Do you smell carbon dioxide?

Things have come to an unpleasantly stormy pass when the mainstream press is referring to meteorologists by political affiliation.

The New York Times‘s Dot Earth blog, with Andrew C. Revkin’s “A Republican Meteorologist Tries to Remove Liberal Label from Climate Concern,” has just one of many references to the tale of famously GOP meteorologist and global-warming believer Paul Douglas.

Putting aside the specific issue of climate change, and never mind the specifics of what Douglas has to say, the mere existence of a phrase like “Republican meteorologist” makes me cringe. Their field of study may be interdisciplinary, and they sometimes work for TV stations, but meteorologists are scientists, and science, which has always been (rightly) uncomfortable with politics, ought to stand apart from it.

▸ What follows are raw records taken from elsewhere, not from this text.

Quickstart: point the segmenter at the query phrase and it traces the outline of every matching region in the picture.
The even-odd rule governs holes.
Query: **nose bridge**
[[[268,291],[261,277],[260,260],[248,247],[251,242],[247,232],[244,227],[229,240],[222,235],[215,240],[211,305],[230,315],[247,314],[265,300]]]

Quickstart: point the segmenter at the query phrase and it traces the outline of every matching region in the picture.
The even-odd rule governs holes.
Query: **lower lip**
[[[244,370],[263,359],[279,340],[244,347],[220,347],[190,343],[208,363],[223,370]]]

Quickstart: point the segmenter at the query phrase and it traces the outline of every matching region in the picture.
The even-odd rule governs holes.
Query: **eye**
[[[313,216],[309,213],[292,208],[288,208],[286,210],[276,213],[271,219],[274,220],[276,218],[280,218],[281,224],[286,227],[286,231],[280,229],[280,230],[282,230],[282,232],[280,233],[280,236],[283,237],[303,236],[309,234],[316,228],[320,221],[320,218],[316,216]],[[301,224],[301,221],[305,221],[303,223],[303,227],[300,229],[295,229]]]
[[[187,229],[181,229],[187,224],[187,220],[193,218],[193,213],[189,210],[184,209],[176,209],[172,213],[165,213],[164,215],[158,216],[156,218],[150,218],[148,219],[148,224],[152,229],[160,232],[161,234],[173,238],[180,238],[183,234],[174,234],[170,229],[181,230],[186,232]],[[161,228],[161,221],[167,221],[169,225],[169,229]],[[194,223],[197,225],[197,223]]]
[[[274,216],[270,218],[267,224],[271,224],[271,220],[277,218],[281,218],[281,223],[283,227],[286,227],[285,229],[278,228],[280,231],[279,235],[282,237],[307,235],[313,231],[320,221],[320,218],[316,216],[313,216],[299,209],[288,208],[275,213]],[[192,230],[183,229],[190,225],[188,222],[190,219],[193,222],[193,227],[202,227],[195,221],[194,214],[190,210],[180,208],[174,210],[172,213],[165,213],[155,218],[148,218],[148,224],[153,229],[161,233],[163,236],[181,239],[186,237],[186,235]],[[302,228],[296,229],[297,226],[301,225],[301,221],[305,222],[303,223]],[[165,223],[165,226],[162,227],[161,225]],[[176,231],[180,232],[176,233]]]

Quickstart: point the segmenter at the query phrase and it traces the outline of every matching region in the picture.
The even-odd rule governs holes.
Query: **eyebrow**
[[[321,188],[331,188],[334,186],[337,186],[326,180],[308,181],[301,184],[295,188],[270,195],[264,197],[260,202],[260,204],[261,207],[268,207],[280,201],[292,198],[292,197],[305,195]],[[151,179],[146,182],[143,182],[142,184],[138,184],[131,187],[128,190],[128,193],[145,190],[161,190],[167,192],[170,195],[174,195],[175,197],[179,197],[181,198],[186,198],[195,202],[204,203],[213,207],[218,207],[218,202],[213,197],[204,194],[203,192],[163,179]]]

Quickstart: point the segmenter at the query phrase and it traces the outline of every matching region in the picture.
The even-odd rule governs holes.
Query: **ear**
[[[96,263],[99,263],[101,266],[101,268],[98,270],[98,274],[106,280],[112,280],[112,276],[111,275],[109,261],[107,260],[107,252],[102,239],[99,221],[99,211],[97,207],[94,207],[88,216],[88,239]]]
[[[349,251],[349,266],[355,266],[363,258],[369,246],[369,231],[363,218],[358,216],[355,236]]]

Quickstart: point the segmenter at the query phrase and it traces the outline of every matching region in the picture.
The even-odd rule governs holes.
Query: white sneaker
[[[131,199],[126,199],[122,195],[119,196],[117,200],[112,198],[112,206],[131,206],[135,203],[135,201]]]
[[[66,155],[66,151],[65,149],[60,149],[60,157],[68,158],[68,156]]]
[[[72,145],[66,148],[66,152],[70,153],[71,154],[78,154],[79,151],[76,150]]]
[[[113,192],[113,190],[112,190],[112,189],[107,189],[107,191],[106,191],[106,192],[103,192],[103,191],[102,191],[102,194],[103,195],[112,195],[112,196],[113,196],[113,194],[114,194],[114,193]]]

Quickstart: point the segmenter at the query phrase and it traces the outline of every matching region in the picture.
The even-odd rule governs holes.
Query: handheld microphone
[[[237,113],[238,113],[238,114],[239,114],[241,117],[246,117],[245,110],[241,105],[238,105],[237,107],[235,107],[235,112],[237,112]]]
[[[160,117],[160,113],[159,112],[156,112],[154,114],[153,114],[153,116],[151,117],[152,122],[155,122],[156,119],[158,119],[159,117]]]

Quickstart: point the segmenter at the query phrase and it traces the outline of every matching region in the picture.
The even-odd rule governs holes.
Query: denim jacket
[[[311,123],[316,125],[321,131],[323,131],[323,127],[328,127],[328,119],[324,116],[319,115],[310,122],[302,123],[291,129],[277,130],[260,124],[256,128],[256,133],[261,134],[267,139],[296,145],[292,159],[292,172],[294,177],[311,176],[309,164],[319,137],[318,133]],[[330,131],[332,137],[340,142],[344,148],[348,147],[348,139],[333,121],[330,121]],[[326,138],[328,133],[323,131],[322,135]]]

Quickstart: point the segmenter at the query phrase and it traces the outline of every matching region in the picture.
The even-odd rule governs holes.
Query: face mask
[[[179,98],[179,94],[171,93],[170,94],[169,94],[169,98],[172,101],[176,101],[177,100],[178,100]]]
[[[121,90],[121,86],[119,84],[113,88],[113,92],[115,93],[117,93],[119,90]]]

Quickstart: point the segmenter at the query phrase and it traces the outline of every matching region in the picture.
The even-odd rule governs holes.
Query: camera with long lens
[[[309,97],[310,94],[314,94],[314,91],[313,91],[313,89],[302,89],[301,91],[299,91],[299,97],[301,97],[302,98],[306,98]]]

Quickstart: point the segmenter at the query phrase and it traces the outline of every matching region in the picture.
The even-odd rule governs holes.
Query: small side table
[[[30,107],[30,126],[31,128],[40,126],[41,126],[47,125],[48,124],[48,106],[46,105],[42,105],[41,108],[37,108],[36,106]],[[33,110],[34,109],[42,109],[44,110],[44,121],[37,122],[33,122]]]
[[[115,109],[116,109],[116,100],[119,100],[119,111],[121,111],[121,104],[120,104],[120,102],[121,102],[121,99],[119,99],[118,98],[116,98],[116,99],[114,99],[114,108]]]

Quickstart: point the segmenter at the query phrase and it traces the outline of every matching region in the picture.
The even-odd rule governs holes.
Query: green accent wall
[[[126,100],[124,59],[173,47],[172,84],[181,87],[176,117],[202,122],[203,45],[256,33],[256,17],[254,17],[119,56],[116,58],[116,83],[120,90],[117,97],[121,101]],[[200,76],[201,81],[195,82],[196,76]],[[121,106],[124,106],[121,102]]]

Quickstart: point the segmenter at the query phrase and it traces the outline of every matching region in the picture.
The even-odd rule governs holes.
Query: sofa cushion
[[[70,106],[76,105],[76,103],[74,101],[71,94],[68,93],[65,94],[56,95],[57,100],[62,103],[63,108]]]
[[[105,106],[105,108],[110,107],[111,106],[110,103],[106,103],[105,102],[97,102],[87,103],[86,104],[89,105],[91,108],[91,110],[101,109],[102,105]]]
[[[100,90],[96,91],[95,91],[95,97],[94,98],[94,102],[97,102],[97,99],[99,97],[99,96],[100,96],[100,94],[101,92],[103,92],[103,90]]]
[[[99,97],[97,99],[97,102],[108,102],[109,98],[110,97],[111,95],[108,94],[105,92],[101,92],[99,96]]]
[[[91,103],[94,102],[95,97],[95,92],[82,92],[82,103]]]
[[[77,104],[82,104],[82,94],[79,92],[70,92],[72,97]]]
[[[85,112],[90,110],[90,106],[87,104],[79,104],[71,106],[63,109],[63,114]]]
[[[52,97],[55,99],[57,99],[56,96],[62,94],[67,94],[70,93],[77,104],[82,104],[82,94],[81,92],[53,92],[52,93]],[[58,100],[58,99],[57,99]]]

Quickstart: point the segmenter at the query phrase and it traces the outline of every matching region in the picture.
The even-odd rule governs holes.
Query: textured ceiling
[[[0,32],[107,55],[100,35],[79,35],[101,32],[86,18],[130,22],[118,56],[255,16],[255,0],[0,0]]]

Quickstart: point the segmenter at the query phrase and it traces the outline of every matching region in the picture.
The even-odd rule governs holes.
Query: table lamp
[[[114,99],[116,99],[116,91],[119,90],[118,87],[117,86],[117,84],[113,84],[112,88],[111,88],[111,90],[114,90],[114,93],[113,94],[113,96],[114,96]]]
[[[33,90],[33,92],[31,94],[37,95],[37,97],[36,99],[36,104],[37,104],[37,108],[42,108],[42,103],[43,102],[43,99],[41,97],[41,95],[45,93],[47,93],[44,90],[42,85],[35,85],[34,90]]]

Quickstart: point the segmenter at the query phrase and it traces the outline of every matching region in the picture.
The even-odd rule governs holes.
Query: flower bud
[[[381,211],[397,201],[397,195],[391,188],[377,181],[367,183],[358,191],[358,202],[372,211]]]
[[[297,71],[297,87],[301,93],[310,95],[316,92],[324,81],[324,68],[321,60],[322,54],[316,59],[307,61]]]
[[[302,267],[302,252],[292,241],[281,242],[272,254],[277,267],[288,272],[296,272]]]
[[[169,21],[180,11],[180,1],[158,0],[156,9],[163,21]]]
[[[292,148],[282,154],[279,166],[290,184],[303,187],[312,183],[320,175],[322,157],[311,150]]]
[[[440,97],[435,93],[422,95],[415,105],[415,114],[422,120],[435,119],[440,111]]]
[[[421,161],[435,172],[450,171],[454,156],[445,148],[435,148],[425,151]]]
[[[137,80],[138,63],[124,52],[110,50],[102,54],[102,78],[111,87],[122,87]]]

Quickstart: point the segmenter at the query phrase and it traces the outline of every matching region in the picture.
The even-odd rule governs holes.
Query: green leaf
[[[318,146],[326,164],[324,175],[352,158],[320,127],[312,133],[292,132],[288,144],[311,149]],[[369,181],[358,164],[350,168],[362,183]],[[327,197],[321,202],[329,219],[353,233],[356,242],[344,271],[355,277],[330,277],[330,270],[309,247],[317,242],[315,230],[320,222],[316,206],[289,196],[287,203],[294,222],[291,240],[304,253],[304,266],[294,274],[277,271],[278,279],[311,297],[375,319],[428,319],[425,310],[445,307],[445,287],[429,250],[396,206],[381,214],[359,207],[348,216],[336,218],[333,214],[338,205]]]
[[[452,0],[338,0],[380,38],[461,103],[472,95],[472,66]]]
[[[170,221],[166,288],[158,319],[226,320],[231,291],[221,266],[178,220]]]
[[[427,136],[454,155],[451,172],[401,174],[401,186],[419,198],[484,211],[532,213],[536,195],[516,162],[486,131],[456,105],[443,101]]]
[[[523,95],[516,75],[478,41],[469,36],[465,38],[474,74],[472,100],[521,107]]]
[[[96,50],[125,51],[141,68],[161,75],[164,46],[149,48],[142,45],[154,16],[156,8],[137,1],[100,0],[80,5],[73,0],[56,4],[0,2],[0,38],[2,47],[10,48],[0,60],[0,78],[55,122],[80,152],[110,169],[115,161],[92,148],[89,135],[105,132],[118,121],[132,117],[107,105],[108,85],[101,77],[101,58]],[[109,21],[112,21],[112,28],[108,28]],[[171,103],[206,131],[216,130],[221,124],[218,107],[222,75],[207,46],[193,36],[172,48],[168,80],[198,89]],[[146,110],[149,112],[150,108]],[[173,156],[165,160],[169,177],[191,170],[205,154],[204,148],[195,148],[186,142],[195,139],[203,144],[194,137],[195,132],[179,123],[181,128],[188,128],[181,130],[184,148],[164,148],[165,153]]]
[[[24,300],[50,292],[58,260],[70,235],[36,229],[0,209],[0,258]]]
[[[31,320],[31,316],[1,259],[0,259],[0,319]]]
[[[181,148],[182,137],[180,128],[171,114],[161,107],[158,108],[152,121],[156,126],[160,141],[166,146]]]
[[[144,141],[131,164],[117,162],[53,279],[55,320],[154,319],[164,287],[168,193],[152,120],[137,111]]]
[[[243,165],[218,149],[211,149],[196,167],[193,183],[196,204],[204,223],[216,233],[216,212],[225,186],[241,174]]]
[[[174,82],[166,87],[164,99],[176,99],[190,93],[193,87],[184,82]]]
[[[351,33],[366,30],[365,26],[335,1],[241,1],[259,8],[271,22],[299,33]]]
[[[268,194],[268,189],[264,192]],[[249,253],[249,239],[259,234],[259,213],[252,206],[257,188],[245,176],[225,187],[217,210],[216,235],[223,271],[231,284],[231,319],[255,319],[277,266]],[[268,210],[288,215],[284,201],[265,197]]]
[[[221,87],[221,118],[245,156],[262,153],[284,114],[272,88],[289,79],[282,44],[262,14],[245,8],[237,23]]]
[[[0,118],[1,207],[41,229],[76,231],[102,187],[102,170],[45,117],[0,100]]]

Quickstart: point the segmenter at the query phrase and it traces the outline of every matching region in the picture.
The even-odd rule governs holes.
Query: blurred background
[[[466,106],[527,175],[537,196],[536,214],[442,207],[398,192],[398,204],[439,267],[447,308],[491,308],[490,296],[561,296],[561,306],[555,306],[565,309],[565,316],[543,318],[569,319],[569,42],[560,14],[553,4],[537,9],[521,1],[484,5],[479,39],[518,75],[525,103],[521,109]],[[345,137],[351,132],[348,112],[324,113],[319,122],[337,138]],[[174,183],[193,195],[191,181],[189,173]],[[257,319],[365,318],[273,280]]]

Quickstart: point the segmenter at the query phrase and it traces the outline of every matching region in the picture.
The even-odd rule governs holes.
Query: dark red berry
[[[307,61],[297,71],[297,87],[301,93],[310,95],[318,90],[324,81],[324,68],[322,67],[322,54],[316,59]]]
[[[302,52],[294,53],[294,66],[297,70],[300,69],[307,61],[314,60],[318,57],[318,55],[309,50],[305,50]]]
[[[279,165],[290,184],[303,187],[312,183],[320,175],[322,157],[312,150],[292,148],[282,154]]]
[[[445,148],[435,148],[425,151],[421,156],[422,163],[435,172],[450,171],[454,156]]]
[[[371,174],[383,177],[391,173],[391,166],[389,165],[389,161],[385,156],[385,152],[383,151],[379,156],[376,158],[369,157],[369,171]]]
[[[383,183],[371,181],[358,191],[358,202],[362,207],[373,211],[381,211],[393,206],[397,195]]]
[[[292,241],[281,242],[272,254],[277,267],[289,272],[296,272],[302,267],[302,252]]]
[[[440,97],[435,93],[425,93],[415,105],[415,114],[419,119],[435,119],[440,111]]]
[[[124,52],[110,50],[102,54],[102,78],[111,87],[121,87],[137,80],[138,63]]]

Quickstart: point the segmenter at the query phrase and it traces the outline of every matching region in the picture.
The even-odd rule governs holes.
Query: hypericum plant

It usually does. When was the last time you heard about a “Democratic microbiologist” or a “Libertarian astronomer”? A Google search will typically find such references only in heated comments, not articles. Yet when it comes to atmospheric science, our polarized discourse is requiring us to politically label this scientist in everyday discussion, because in this case the scientist feels he has to make his political views public in order to make his scientific point strongly enough.

Revkin says that Douglas’s views “deeply echo those of Kerry Emanuel, the Republican climatologist [my emphasis] from the Massachusetts Institute of Technology…” So there’s one of those out there too. Good to know. Who knows – maybe Republican scientists predict the weather better.